Nobody likes doing the boring stuff. We all want to go on holiday, but packing our bags is not the fun bit. We all want to have a nice burger (well, I do), but queuing for ages at an ever popular burger joint is not what we want. Traders all want to have positive P&L, but well negative P&L happens, sometimes. When it comes to data science, in whichever industry, cleaning data is going to take up a large amount of time. The statistic I often hear, that cleaning and loading data usually takes up around 80% of the time of a typical data science problem, leaving around 20% of the time, for doing the fun analytical stuff. Having a good and clean dataset is obviously a prerequisite for doing good analysis (we want to avoid the garbage in and garbage out scenario). If you are developing a trading strategy with poorly recorded price data, it will be more difficult to make inferences.
Precisely which cleaning/preparation steps you might do are dependent on the type of data you’re dealing with. Price data is going to have very different properties compared to data derived from news for example. If you’re cleaning and preparing data to develop trading strategies, there are a few basic steps you can take. This isn’t an exhaustive list, more some random thoughts of quick approaches, which I sometimes use when I get a new dataset.
Calculate intraday rolling realised vol for prices data
If you use a range based volatility measure with relatively short windows, on a large time series, it can often be a good initial step to identify unusual behaviour. It’s useful to use a range based metric, rather than for example the close of every minute, since that will basically ignore any points within the minute (which you also want to check for tick data). In pandas it’s fairly easy to resample data for regular intervals so it gives you the open/high/low/close for each interval. You can try comparing your intraday rolling vol with the same metric calculated for price data for the same asset but from another source (eg. in FX, this could be from a different ECN). You can also try to compare whole days of realised vol with overnight implied vol in FX, at least for the more liquid assets where this can be available – the match here is unlikely going to be as close though in this instance.
Do vol spikes in prices occur at times where you’d expect them?

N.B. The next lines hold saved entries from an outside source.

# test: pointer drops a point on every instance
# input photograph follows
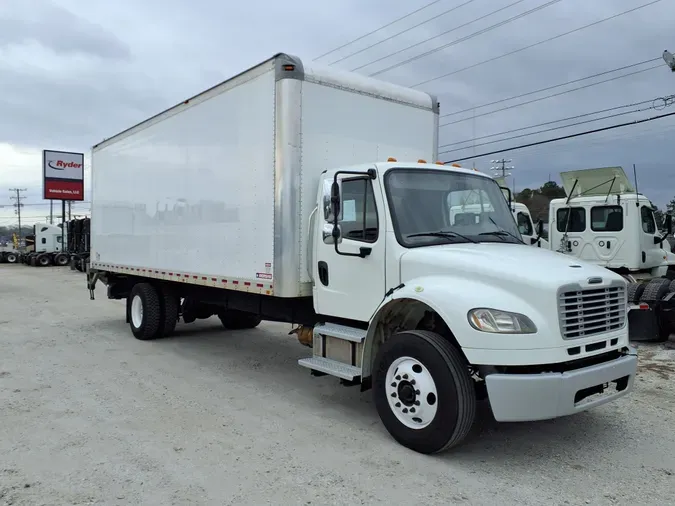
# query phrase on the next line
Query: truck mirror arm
(335, 198)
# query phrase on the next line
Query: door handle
(323, 272)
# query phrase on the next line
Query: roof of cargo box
(291, 67)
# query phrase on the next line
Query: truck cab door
(652, 254)
(349, 271)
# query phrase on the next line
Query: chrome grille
(588, 312)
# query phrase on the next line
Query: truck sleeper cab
(431, 308)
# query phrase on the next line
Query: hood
(500, 264)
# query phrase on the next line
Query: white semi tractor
(48, 246)
(286, 206)
(604, 220)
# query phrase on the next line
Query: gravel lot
(89, 415)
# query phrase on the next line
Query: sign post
(63, 179)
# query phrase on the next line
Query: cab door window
(576, 216)
(647, 218)
(524, 223)
(359, 213)
(607, 219)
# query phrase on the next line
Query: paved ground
(89, 415)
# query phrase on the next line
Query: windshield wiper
(501, 232)
(442, 233)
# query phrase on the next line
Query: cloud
(73, 72)
(57, 29)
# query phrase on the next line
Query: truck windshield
(441, 206)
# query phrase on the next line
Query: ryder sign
(63, 175)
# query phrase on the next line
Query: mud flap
(643, 324)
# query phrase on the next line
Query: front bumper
(529, 397)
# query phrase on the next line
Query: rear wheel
(145, 314)
(423, 392)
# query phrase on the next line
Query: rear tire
(655, 290)
(145, 313)
(443, 395)
(635, 292)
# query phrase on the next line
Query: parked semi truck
(604, 220)
(305, 195)
(46, 246)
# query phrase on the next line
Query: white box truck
(272, 196)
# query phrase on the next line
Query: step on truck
(606, 221)
(311, 196)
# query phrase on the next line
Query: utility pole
(500, 165)
(18, 205)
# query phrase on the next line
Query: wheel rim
(411, 393)
(137, 311)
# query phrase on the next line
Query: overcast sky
(73, 72)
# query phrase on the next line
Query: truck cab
(605, 221)
(395, 264)
(48, 238)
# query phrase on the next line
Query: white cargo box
(218, 190)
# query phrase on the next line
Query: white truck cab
(605, 221)
(390, 251)
(48, 238)
(405, 277)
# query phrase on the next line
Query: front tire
(144, 312)
(423, 392)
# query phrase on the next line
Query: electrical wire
(548, 88)
(433, 18)
(491, 60)
(378, 29)
(506, 108)
(570, 136)
(475, 34)
(656, 104)
(610, 116)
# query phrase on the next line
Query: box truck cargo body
(311, 196)
(220, 187)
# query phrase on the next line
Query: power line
(570, 136)
(609, 116)
(506, 108)
(548, 88)
(18, 204)
(491, 60)
(475, 34)
(433, 18)
(662, 102)
(378, 29)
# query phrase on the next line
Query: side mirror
(508, 190)
(328, 206)
(332, 234)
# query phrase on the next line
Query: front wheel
(423, 391)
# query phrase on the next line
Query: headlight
(500, 322)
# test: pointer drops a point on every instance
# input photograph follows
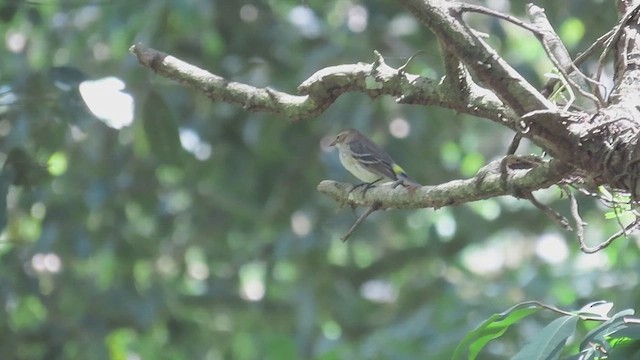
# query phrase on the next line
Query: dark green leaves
(161, 129)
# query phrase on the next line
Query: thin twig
(560, 220)
(375, 206)
(575, 213)
(613, 39)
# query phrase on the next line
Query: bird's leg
(367, 186)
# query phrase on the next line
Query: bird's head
(343, 137)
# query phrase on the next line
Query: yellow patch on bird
(397, 169)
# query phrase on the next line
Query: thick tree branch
(490, 182)
(443, 18)
(321, 89)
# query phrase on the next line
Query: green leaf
(492, 328)
(161, 129)
(614, 324)
(549, 341)
(5, 181)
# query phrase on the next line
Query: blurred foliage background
(179, 228)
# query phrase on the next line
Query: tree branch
(443, 18)
(321, 89)
(488, 183)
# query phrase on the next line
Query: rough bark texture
(590, 147)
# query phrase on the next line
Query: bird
(368, 162)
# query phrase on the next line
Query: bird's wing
(373, 158)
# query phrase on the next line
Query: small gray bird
(368, 162)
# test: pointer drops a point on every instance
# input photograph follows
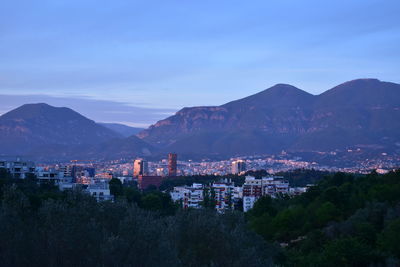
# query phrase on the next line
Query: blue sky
(155, 57)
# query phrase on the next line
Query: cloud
(97, 110)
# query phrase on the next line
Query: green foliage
(389, 238)
(72, 229)
(343, 220)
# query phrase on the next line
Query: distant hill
(363, 113)
(122, 129)
(47, 132)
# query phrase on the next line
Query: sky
(136, 62)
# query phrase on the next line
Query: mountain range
(363, 113)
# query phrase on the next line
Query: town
(222, 194)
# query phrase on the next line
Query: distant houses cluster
(226, 196)
(222, 195)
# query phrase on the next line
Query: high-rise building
(140, 167)
(238, 166)
(172, 165)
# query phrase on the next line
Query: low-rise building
(99, 190)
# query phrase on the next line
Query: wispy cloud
(97, 110)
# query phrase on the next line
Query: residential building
(172, 164)
(140, 167)
(19, 169)
(144, 181)
(238, 166)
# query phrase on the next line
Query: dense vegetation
(40, 226)
(343, 220)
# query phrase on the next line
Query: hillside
(362, 113)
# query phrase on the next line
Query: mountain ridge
(359, 112)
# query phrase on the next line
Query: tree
(389, 239)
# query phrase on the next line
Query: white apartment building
(99, 190)
(18, 169)
(189, 196)
(254, 188)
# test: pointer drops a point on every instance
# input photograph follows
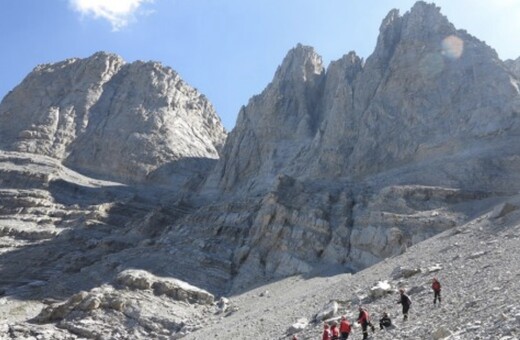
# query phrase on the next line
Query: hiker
(436, 286)
(334, 331)
(344, 328)
(364, 321)
(326, 332)
(406, 302)
(385, 321)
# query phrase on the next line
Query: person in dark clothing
(436, 286)
(364, 321)
(406, 302)
(385, 321)
(344, 328)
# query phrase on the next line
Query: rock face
(328, 170)
(358, 162)
(419, 97)
(130, 122)
(514, 66)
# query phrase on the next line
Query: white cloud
(117, 12)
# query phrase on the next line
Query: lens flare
(452, 47)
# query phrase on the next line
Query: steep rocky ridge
(514, 66)
(327, 171)
(130, 122)
(358, 162)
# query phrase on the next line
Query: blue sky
(227, 49)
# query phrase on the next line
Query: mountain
(125, 214)
(127, 122)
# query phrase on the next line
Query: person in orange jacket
(344, 328)
(364, 321)
(436, 286)
(334, 331)
(326, 332)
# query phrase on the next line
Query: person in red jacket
(334, 331)
(326, 332)
(364, 321)
(344, 328)
(436, 286)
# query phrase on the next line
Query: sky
(228, 49)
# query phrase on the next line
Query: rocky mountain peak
(100, 115)
(301, 63)
(514, 66)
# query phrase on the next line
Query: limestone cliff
(357, 162)
(130, 122)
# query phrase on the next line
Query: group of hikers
(342, 332)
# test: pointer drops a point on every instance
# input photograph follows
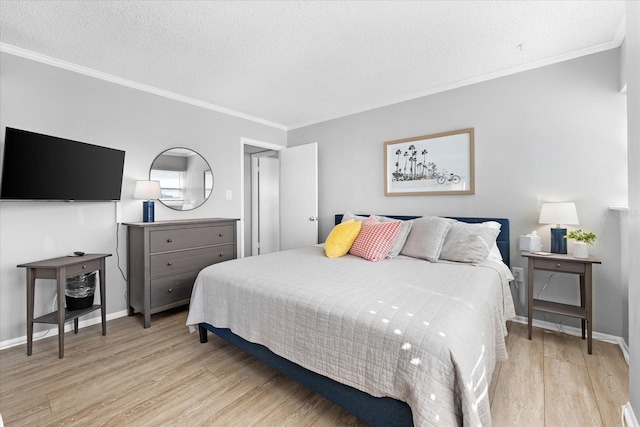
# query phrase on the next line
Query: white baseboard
(53, 331)
(578, 332)
(629, 417)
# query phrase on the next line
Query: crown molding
(613, 44)
(34, 56)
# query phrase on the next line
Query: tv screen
(42, 167)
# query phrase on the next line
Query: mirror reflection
(185, 178)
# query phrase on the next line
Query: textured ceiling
(290, 64)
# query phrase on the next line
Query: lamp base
(148, 211)
(558, 242)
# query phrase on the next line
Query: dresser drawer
(562, 266)
(84, 268)
(171, 289)
(185, 238)
(187, 260)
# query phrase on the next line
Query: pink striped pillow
(375, 239)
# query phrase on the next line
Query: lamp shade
(558, 213)
(148, 190)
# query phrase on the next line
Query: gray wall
(556, 133)
(50, 100)
(633, 104)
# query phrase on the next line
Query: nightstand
(564, 264)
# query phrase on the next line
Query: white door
(265, 236)
(299, 196)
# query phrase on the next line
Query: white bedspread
(428, 334)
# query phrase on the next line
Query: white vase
(580, 250)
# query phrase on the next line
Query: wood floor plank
(563, 347)
(568, 395)
(609, 375)
(163, 375)
(519, 396)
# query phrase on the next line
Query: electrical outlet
(518, 273)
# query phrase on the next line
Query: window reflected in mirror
(186, 179)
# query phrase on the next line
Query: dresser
(165, 257)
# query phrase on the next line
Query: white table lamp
(560, 214)
(148, 190)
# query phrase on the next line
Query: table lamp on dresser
(560, 214)
(149, 191)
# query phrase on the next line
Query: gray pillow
(469, 243)
(426, 237)
(401, 238)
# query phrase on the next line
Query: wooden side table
(564, 264)
(61, 269)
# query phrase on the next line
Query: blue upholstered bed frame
(377, 411)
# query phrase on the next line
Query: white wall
(632, 64)
(50, 100)
(557, 133)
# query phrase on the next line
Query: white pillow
(348, 215)
(470, 243)
(495, 252)
(426, 238)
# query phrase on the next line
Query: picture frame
(436, 164)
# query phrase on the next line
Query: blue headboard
(502, 241)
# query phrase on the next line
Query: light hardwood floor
(164, 376)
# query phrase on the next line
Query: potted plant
(582, 238)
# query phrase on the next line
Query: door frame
(243, 143)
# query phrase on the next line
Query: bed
(399, 342)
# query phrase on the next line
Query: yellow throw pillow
(341, 238)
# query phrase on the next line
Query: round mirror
(185, 178)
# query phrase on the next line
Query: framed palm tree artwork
(441, 163)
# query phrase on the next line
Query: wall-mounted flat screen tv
(42, 167)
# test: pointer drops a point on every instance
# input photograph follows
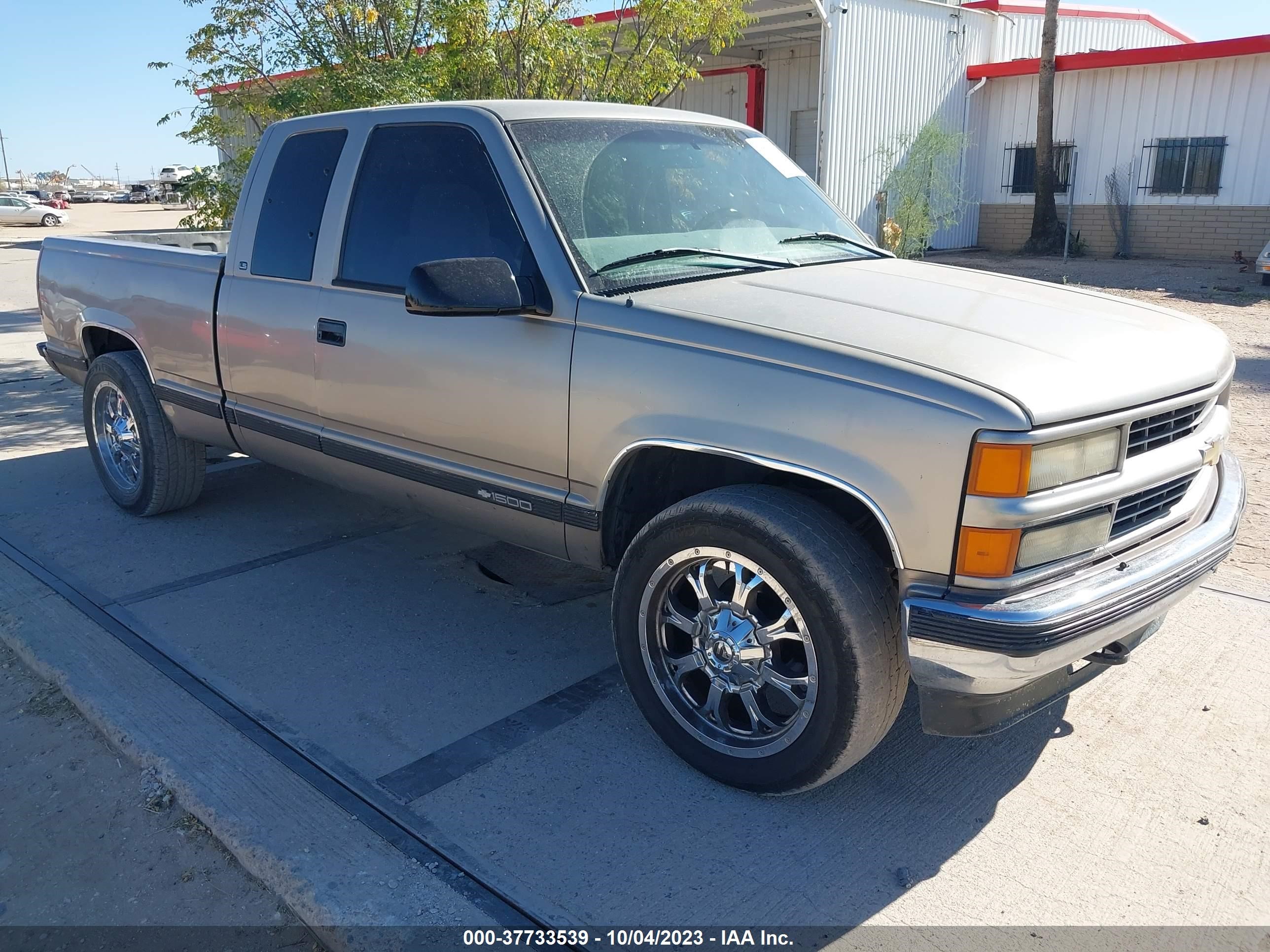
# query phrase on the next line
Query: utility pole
(3, 154)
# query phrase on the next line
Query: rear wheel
(140, 460)
(759, 635)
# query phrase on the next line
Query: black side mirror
(459, 286)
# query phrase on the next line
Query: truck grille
(1154, 503)
(1161, 429)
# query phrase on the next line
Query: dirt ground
(1237, 304)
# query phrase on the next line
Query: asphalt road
(373, 639)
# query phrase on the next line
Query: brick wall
(1155, 230)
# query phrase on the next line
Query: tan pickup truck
(643, 340)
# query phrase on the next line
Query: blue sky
(84, 94)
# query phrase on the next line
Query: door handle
(332, 332)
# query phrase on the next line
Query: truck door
(464, 414)
(267, 306)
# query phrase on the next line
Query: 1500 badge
(503, 499)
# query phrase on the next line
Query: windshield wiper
(826, 237)
(663, 253)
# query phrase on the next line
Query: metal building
(837, 85)
(1146, 118)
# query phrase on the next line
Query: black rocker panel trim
(64, 360)
(440, 479)
(181, 398)
(279, 431)
(528, 503)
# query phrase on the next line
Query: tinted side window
(286, 235)
(424, 193)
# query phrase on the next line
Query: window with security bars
(1019, 169)
(1184, 167)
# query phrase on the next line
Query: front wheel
(140, 460)
(760, 636)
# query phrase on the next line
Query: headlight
(1019, 469)
(1076, 459)
(996, 554)
(1048, 544)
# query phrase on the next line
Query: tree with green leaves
(267, 60)
(922, 188)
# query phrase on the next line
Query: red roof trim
(1108, 13)
(232, 87)
(1145, 56)
(603, 17)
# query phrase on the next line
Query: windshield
(644, 204)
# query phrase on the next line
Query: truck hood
(1061, 353)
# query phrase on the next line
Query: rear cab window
(286, 230)
(426, 192)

We can also use our intraday rolling vol to assess whether spikes occur where we might expect, for example around central bank meetings or big economic data events. This can also be a useful trick to identify the timezone of data, particularly where there are less defined closing times (eg. developed market FX markets which are basically open 24/5 from Sunday evening to 5pm NY on Friday). It might also be one way of working out if there’s excessive latency in the feed (obviously, need to make sure our events are properly timestamped to determine this). We know when regular scheduled events are, we can attempt to align the data where the spikes coincide. Whilst it would be nice if everyone just recorded price data in UTC time, I’ve often ended up getting data timestamped in many other timezones like Chicago or New York time. I always save down any data on disk in UTC time for consistency.
If there are massive vol spikes at times we don’t really expect, we might want to take a further look at the spot data. I’ve noticed this sometimes, when spot data just goes back and forth between two values for a couple of hours, presumably as a result of data recording error.
Is vol too low at times for prices?
Vol can also help us identify if the price action isn’t moving much. This can help us identify those periods where data could be missing, and flag them. For example, was the price not moving because the market was quiet, or because the value just got “filled down” by a data provider.
Remove price data outside expected trading hours
An obvious thing to do is to remove data outside trading hours. For FX, for example, we’d remove any data recorded on Saturdays. Sometimes there should be no trading on holidays, but in FX, you still usually get trading even on holidays. The exception is a day such as New Year’s Day. We should be careful about data recorded on less liquid days/holidays in any case. On less liquid times, it could be there are far fewer market makers submitting quotes, so a anomalous one could end up actually impacting an aggregated feed.
What about data which isn’t price?
We are likely to need to use other techniques. Take for example news data, which I’ve done a lot of analysis work on. Cleaning the dataset can also be time consuming. If we are already using a structured news source, eg. Bloomberg News, the text will be a lot nicer to deal with. If we are webscraping, we need to be careful to remove HTML tags etc. and to extract the body text which we interested in (rather than headers/footers).
Don’t reinvent the wheel
At least once you’ve cleaned your dataset, you want need to repeat the exercise in future, looking at the same historical sample.